In 2014, economies grew, emissions did not
Previous years of CO2 'flatlining' came with economic contraction, but that wasn't the case last year. That kind of carbon-stable expansion of wealth hasn’t happened in four decades, says the International Energy Agency.
If rising greenhouse gas emissions sometimes seem like an inevitable byproduct of modern prosperity, new data suggests that need not be the case.
Last year the world economy grew without an associated increase in the rate of global carbon emissions – the heat-trapping gases scientists say are primarily responsible for a warming planet. That kind of carbon-stable expansion of wealth hasn’t happened in four decades, says the Paris-based International Energy Agency (IEA), which released the data in March.
Broadly speaking, it’s a sign that all the money and effort nations and businesses have poured into cleaner energy systems – expanding renewable power, curtailing carbon-heavy coal, and improving overall energy efficiency – is having an effect.
Experts are quick to caution that much more must be done to keep rising temperatures within a widely agreed safe range. The world continues to emit vast amounts of carbon dioxide. Projections still show levels rising throughout the century. Even if CO2 emissions dropped to zero overnight, lingering greenhouse gas concentrations would continue to warm the planet for centuries, according to the United Nations Intergovernmental Panel on Climate Change.
Still, evidence of cleaner economic growth is exciting for those who work on a challenge as immense and protracted as global climate change. The news is well timed, too: Nations are developing their climate plans ahead of international negotiations in Paris this December. Progress on emissions – however slight – shows world leaders that “this is a doable thing that the world can work on together,” says Jennifer Morgan, global director of the climate program at the World Resources Institute, a climate research organization based in Washington.
“This should give them confidence that they can meet their emissions targets and still grow their economies,” Ms. Morgan says.
The world emitted 32.3 billion metric tons of energy-related CO2 last year – effectively unchanged from 2013, according to IEA. An emissions flatlining or decline has happened only three times in the 40 years of IEA records – the early 1980s, 1992, and 2009 – and all were associated with global economic contraction. In contrast, the global economy grew by 3 percent in 2014.
There are two primary reasons for the global pause in emissions growth, experts say. The first is that emissions have effectively flatlined in the industrialized world – namely the United States and Europe. Decades of incremental improvements in car and appliance efficiency have added up to major savings in energy consumption. Meanwhile, the energy being consumed has become cleaner as utilities switch from carbon-heavy coal to cleaner-burning natural gas and carbon-free sources like wind and solar. The second reason: The country everyone expects to dominate carbon emissions for decades to come may have begun to counter that expectation.

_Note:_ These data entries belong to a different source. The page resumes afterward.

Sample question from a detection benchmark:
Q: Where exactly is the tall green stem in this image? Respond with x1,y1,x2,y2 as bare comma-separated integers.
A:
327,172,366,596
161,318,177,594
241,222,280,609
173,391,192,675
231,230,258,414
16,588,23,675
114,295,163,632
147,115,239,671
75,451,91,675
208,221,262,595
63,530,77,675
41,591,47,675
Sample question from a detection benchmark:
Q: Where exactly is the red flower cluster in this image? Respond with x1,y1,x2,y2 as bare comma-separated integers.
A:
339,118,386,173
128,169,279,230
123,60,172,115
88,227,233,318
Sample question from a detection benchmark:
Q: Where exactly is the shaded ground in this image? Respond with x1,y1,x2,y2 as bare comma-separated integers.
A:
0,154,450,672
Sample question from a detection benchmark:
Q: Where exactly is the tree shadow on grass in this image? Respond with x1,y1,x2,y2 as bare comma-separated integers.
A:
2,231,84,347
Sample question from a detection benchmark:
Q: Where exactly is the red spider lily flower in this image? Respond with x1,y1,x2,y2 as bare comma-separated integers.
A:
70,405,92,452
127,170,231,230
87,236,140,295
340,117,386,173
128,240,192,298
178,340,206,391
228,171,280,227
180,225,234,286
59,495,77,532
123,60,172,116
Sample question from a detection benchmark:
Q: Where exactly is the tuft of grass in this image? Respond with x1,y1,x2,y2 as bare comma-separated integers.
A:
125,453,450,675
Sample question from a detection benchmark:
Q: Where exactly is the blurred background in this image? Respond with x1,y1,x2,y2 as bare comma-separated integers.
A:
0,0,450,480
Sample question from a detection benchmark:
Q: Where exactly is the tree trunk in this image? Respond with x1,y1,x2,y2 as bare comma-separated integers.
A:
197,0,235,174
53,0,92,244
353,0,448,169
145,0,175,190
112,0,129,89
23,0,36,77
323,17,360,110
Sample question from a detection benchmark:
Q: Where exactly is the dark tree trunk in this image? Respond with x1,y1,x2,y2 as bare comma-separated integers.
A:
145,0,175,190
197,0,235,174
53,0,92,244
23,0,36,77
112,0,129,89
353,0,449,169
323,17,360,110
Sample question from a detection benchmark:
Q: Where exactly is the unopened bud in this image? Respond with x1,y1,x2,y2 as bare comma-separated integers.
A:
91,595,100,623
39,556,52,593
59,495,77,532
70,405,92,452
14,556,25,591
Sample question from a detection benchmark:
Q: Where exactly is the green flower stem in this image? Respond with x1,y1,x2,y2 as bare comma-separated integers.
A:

“Maybe the single most encouraging factor here is that the [climate] policies that China has put in place are in fact beginning to bend its emissions curve downward,” says Elliot Diringer, executive vice president of the Center for Climate and Energy Solutions, a nonprofit in Arlington, Va.
Between 2005 and 2010, China cut its carbon intensity (CO2 emissions divided by gross domestic product) by 21 percent, and, last November, it unveiled expanded climate targets in a joint agreement with the US. Over the next 15 years, China plans to double the share of non-fossil fuels in primary energy consumption to around 20 percent. If all goes according to plan, China’s carbon emissions will peak in 2030 or even sooner.
The most obvious impetus for such a shift to cleaner energy is China’s high-profile urban-smog problem. But China’s leaders also want to be at the cutting edge of an emerging clean-energy industry.
“Efforts to clean up the air and reduce greenhouse gas emissions in China are consistent with intentions to implement broader economic reforms,” says Valerie Karplus, director of the Tsinghua-MIT China Energy and Climate Project. That includes “transitioning to a higher-value-added, more knowledge-based economy, and reducing emphasis on export-led heavy industry as a key driver of economic growth.”
If China can do it, the hope, at least, is that other rapidly growing regions will also modernize more cleanly than the West did.
“I think it’s significant,” Morgan says of last year’s emissions flatlining, “but we shouldn’t relax.”